The researchers created an index of chemical reagents that could be used for digital decoration and developed hardware and software that could apply them to a variety of surfaces. “A stationary laser source is modulated by precisely controlled mirrors and lenses to trace along paths on a distant surface,” explain Klein and Leung. “The surface is pre-coated with reactive smart materials that can be activated by the specific laser wavelength to cause temporary or permanent change in colour. The high power laser beam can reach long projection distances to apply complex patterns, ornaments and visual effects without the need of skilled labour or traditional scaffolding.”
The idea isn’t to paint ceramics, it’s to apply decoration to any sort of complex surface that 3D printing is currently incapable of handling. Klein and Leung say their novel printing technique could be used for architectural design, interior design, advertising and other media. It’s high technology rooted in ancient craft and Hong Kong heritage.

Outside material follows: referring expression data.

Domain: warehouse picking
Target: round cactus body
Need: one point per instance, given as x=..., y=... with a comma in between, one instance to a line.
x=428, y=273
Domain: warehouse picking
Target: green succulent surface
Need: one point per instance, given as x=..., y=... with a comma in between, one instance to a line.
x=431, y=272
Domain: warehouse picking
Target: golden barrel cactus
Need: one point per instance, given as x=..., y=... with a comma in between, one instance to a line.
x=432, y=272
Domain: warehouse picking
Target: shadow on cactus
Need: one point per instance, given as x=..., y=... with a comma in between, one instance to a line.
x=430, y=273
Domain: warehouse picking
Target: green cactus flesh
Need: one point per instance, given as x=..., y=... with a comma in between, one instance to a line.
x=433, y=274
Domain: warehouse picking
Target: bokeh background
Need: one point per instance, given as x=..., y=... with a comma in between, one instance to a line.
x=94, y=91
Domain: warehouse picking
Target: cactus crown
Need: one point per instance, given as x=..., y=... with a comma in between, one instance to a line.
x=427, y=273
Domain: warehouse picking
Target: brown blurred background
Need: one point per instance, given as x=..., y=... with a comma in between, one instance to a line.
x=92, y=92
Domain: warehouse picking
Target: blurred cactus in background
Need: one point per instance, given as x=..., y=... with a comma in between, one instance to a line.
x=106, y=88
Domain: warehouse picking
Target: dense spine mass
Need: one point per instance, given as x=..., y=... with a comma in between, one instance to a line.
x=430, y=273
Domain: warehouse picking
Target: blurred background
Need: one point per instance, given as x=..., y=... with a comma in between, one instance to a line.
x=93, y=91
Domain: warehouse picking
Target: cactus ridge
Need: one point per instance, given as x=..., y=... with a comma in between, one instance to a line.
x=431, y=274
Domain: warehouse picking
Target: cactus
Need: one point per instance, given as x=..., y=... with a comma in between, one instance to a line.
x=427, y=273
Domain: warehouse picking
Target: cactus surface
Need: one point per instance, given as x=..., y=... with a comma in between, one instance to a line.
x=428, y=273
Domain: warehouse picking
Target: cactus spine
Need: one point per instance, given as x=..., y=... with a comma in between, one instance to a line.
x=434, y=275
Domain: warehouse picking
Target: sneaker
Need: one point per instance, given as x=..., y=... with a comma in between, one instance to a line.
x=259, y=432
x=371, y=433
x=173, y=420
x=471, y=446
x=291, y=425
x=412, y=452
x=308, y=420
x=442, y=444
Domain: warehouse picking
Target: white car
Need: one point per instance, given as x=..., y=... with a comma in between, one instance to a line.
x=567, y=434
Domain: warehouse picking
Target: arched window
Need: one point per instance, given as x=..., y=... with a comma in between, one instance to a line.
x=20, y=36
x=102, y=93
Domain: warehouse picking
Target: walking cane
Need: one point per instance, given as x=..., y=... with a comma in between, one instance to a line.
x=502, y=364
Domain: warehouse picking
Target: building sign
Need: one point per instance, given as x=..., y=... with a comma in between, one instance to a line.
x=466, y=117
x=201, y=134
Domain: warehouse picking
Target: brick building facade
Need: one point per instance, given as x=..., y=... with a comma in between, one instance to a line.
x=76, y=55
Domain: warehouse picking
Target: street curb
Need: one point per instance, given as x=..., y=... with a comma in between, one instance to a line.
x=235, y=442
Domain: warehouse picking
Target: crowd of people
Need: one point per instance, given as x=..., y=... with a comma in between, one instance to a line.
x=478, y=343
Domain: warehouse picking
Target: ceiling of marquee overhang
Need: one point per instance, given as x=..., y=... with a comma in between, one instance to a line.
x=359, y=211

Right next to the 3D printing installation is another display by Hong Kong architecture firm Lead8 that explores the evolution of Victoria Harbour. The exhibit outlines Lead8’s HarbourLoop proposal and reveals new research into the future of the Star Ferry. For 135 years, the ferry service’s white and green vessels have taken people from one side of the harbour to the other. But ridership has dwindled in the face of competition from the MTR and cross-harbour buses, not to mention land reclamation that has pushed the water’s edge ever further away from the busiest parts of districts like Central and Wan Chai.
“The students appreciated the picturesque and leisurely nature of the Star Ferry as a way to move across the city, compared to say taking the MTR or tunnels,” says Lead8 co-founder and executive director David Buffonge. “However, they also associated the Star Ferry with an older generation, feeling that it needed a reimagining to better engage with their generation.”
That led the students to think about how the Star Ferry could be made as vital and relevant as it once was. What they concluded was that it’s the ferry piers that need to change. Rather than simply points of transit, they have re-envisioned them as social and community hubs, with rooftop green space and other natural features.
“The students showed a real drive and eagerness for civic engagement,” says Buffonge. They seemed to grasp something that underlined many of the ideas presented at the biennale, in both the Hong Kong exhibition and beyond: you can’t build a future without recognising the past. “Great cities preserve their urban artefacts – it is what makes a place distinct,” says Buffonge. “And [they] do so in a way that resonates with an ever evolving and changing community.”